Les béquilles de Wigdor Fajnzylberg


Victor Faynzylberg et ses enfants (Images de la
Mémoire Juive, immigration et intégration en France
depuis 1880. Liana Lévi, 2000)
Cette photo sera adressée au maréchal Pétain par Wigdor Fajnzylberg. Ce coiffeur de 34 ans, qui habite boulevard de la Villette, s'est fait photographier avec ses deux enfants et ses béquilles, sur les conseils d'un voisin, pour appuyer la demande de libération de son épouse Ita, 42 ans, née Mikowski, arrêtée en juillet 1942.

Ce soldat originaire de Laskarzew (Pologne) a été amputé de sa jambe gauche en 1940 alors qu'il était soldat du 22e régiment de marche étranger.

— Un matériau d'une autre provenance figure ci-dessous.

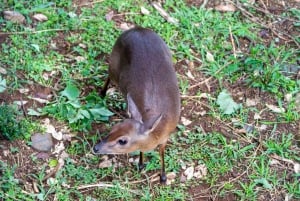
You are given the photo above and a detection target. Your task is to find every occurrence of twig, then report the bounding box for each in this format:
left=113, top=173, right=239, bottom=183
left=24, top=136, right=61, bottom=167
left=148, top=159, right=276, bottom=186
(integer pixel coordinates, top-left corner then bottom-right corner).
left=77, top=182, right=141, bottom=195
left=229, top=26, right=236, bottom=59
left=259, top=0, right=270, bottom=10
left=0, top=29, right=74, bottom=36
left=189, top=62, right=232, bottom=89
left=77, top=0, right=104, bottom=7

Avec sa croix de guerre et sa médaille militaire, bien visibles, il est avec sa fille Liza qui porte l'étoile, alors que son petit garçon n'est pas en âge de la porter.

Dans une lettre du 16 juillet 1942, le président de la Fédération des amputés de guerre avait demandé au Commissariat Général aux Questions Juives une intervention d'urgence pour cette libération, en mettant en avant la situation de Fajnzylberg. Il expliquait " qu'il n'est pas guéri de son amputation et doit subir quotidiennement des soins particuliers. Il ne peut utiliser que des béquilles pour se déplacer ". Il précisait que Wigdor Fajnzylberg habite un logement au 5e étage et que " sa situation est particulièrement navrante du fait qu'il reste seul avec ses deux enfants en bas âge ".

Le 23 juillet 1942, réponse en sept lignes, formule de politesse comprise : " les autorités occupantes s'opposent à toute mesure de faveur ". (CDJC-CXCIV-92)

Ita Fajnzylberg sera déportée à Auschwitz par le convoi n° 34 au départ de Drancy, le 18 septembre 1942. Wigdor, arrêté chez lui, emporté ligoté sur une civière, sera du convoi n° 68 du 10 février 1944.


Ernestine Frenkel cherchait sa fille Zena

Cette épouse de prisonnier de guerre, sans nouvelle de sa fille arrêtée, écrit une lettre poignante à Mme Pétain.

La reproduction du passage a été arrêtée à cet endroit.